Photoluminescent porous silicon patterns of sub-micron dimension generated by metal-assisted electroless chemical etching

 

Soma Chattopadhyay, Paul W. Bohn

 

Department of Chemistry, Materials Research Laboratory, Beckman Institute for Advanced Science and Technology,

University of Illinois at Urbana-Champaign

 

Photoluminescent porous silicon (PSi) can be produced by metal-assisted wet i.e. non-electrochemical etching of Si (100) in a solution of methanol, HF and H₂O₂. A thin layer of Pt (d ~ 30 Å) is patterned onto Si prior to immersion in the etching solution. Unlike conventional fabrication methods, PSi formation takes place in a few seconds without use of electrical bias or illumination. Exciting the PSi thus produced with UV light causes photoluminescence and the emission wavelength can be tuned simply by varying the etch conditions. The Pt pattern deposited on Si prior to etching spatially directs the formation of PSi which in turn makes it possible to control the luminescence spatially. By patterning Pt onto Si with sub-micron resolution before subjecting it to the etching conditions, it is possible to produce photoluminescent pixels of sub-micron dimensions. In order to achieve sub-micron resolution of patterning, focused ion beam assisted deposition of Pt on Si has been employed.
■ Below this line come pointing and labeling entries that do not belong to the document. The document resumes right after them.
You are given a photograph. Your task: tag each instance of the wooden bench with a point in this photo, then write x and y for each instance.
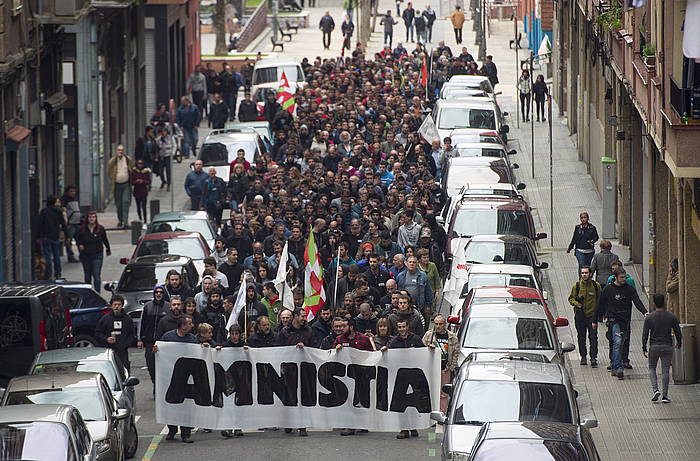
(276, 44)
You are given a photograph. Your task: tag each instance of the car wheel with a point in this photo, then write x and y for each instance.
(131, 441)
(85, 341)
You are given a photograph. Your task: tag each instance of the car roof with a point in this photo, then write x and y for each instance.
(505, 310)
(516, 269)
(514, 370)
(34, 412)
(73, 354)
(53, 380)
(534, 430)
(170, 235)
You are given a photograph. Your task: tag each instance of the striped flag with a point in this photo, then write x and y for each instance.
(285, 97)
(314, 294)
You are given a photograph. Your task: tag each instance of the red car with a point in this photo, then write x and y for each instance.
(509, 294)
(190, 244)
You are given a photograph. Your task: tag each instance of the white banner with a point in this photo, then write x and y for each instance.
(289, 387)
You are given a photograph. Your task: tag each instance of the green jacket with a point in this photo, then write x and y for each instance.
(590, 292)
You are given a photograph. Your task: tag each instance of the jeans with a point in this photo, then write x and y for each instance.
(92, 268)
(190, 142)
(584, 327)
(617, 332)
(665, 353)
(584, 259)
(52, 253)
(122, 200)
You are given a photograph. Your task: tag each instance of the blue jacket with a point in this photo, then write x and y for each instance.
(194, 183)
(188, 117)
(417, 286)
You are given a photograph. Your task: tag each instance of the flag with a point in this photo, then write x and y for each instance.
(281, 284)
(314, 294)
(239, 305)
(285, 97)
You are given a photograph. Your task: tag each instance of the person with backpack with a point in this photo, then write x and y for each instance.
(584, 298)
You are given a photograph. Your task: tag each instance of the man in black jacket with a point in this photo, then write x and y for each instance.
(615, 307)
(153, 311)
(116, 331)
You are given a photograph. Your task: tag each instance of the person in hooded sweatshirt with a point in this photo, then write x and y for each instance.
(153, 311)
(116, 331)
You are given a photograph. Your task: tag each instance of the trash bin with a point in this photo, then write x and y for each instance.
(683, 363)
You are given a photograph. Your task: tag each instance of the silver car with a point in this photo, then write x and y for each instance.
(45, 432)
(89, 393)
(96, 360)
(513, 327)
(515, 390)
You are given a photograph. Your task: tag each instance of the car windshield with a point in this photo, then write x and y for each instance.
(142, 278)
(102, 367)
(189, 247)
(39, 440)
(497, 252)
(507, 333)
(87, 400)
(471, 222)
(184, 225)
(529, 450)
(460, 117)
(511, 401)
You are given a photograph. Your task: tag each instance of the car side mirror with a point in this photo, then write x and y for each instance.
(438, 416)
(567, 347)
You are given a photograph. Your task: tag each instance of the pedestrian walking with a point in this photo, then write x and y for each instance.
(69, 202)
(116, 331)
(457, 18)
(490, 70)
(583, 241)
(541, 92)
(141, 183)
(615, 308)
(92, 241)
(327, 24)
(389, 22)
(194, 184)
(188, 117)
(657, 332)
(430, 17)
(347, 28)
(447, 342)
(584, 298)
(49, 227)
(601, 264)
(197, 86)
(408, 15)
(218, 113)
(525, 92)
(213, 196)
(119, 168)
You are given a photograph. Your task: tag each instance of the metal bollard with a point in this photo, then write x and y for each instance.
(155, 207)
(135, 231)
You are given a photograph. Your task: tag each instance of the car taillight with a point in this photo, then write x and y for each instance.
(43, 342)
(69, 328)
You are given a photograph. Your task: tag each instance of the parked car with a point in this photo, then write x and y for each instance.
(541, 441)
(33, 318)
(515, 390)
(184, 221)
(145, 272)
(45, 432)
(189, 244)
(89, 393)
(516, 327)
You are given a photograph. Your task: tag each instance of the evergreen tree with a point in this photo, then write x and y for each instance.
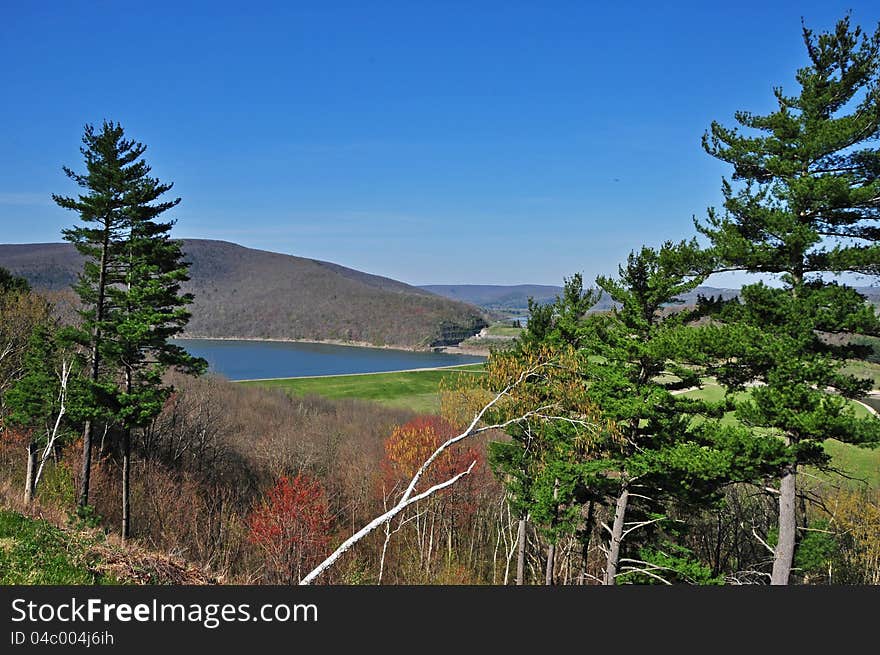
(633, 376)
(130, 290)
(113, 183)
(806, 195)
(150, 310)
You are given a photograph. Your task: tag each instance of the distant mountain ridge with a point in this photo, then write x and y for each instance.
(514, 298)
(257, 294)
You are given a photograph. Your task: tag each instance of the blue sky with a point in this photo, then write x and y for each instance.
(431, 142)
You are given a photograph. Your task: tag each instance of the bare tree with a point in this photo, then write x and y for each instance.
(410, 497)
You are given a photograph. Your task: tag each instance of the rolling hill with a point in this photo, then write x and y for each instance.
(247, 293)
(514, 298)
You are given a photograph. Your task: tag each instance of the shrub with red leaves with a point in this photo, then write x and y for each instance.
(292, 527)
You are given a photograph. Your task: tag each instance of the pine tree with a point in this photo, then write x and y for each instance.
(113, 179)
(129, 288)
(150, 310)
(633, 375)
(805, 197)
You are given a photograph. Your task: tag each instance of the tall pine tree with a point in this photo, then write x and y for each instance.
(801, 204)
(150, 310)
(113, 176)
(129, 288)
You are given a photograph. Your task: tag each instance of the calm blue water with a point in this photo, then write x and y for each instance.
(248, 360)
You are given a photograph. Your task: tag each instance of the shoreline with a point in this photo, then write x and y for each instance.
(346, 375)
(451, 350)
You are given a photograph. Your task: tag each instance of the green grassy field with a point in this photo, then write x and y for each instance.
(419, 391)
(416, 390)
(503, 331)
(859, 463)
(864, 369)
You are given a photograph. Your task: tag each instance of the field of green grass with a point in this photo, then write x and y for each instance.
(415, 390)
(419, 391)
(864, 369)
(858, 463)
(501, 330)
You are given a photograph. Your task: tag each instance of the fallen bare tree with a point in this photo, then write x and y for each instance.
(537, 369)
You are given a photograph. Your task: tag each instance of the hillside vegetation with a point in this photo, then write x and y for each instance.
(241, 292)
(36, 552)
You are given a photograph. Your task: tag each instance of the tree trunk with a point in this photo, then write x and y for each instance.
(521, 552)
(88, 428)
(126, 483)
(784, 556)
(551, 549)
(30, 475)
(551, 556)
(616, 537)
(585, 544)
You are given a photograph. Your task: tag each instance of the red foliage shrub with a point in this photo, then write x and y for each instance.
(292, 527)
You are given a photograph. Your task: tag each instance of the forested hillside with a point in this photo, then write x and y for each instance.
(241, 292)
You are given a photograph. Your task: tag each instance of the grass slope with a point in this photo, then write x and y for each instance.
(415, 390)
(33, 551)
(36, 552)
(861, 464)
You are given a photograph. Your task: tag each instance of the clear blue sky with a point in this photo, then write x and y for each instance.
(446, 142)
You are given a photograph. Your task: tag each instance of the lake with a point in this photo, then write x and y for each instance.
(250, 360)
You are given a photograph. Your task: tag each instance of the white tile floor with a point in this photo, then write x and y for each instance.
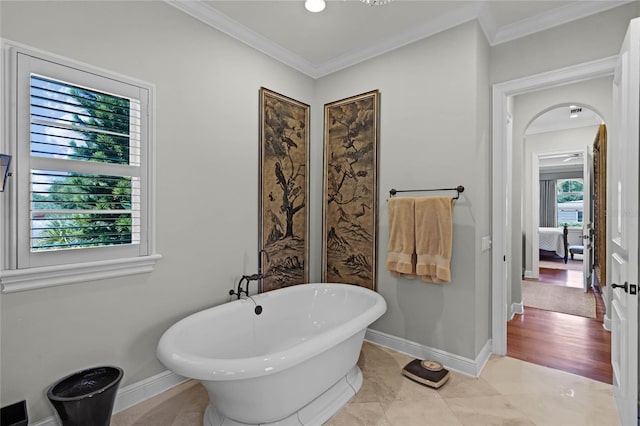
(508, 392)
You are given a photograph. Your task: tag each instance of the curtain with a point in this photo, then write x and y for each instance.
(548, 216)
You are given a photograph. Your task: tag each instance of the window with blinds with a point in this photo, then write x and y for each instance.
(80, 194)
(70, 127)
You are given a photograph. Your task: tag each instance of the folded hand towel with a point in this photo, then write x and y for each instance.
(434, 238)
(401, 248)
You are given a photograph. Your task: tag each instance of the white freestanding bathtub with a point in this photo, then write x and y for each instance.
(294, 364)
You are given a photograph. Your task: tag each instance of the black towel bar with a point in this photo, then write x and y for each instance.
(458, 189)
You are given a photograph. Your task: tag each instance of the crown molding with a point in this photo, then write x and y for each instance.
(212, 17)
(477, 10)
(457, 17)
(553, 18)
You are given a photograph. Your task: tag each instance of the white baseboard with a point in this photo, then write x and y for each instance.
(606, 323)
(470, 367)
(134, 393)
(516, 308)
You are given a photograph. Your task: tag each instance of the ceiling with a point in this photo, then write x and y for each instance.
(348, 31)
(561, 118)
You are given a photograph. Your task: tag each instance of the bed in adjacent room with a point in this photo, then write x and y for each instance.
(553, 242)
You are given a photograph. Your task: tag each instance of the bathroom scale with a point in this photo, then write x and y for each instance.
(429, 373)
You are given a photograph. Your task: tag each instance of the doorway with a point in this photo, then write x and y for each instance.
(560, 325)
(504, 251)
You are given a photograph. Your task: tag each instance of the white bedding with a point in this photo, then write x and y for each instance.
(551, 239)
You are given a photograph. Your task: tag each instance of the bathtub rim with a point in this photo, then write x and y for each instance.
(201, 368)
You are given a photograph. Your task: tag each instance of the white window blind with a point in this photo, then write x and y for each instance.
(80, 195)
(69, 208)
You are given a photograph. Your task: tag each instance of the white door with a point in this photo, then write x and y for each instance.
(622, 219)
(587, 221)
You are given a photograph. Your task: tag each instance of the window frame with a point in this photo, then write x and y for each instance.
(558, 194)
(22, 269)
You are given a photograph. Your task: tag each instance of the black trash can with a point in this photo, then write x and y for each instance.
(14, 414)
(86, 398)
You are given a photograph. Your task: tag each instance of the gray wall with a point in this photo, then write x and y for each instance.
(207, 87)
(434, 134)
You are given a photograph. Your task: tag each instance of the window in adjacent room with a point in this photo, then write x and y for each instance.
(570, 202)
(82, 143)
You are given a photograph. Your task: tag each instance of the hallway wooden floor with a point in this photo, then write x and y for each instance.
(565, 342)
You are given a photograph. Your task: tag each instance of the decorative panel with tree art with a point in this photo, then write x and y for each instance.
(350, 204)
(284, 185)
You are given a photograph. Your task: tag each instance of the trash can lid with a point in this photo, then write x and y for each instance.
(85, 383)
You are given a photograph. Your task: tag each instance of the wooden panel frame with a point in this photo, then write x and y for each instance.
(600, 204)
(350, 190)
(284, 188)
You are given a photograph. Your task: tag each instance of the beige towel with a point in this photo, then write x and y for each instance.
(401, 248)
(434, 238)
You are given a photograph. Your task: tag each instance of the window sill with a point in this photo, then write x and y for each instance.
(50, 276)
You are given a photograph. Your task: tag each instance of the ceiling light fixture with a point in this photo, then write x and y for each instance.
(314, 5)
(376, 2)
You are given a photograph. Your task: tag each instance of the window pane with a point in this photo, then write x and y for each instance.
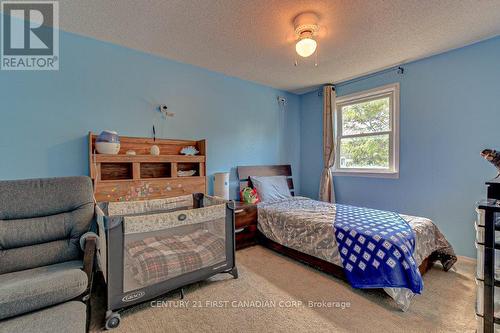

Characterization of the morphology and the optical characteristics of the sub-micron scale luminescent PSi is necessary to develop a better understanding of the process. Scanning electron microscopy and Atomic Force Microscopy have been employed for high resolution surface investigations. Moreover these techniques when coupled with photoluminescence spectroscopy and microscopy will help to correlate surface morphology of the etched structures with the optical properties of emission. Investigation of the optical characteristics of photoluminescent pixels of about 100 nm dimension is limited by the resolution achievable by conventional optical microscopes. To overcome this, Near-field Scanning Optical Microscopy will be used to obtain spatial information of the emission characteristics of the photoluminescent pixels.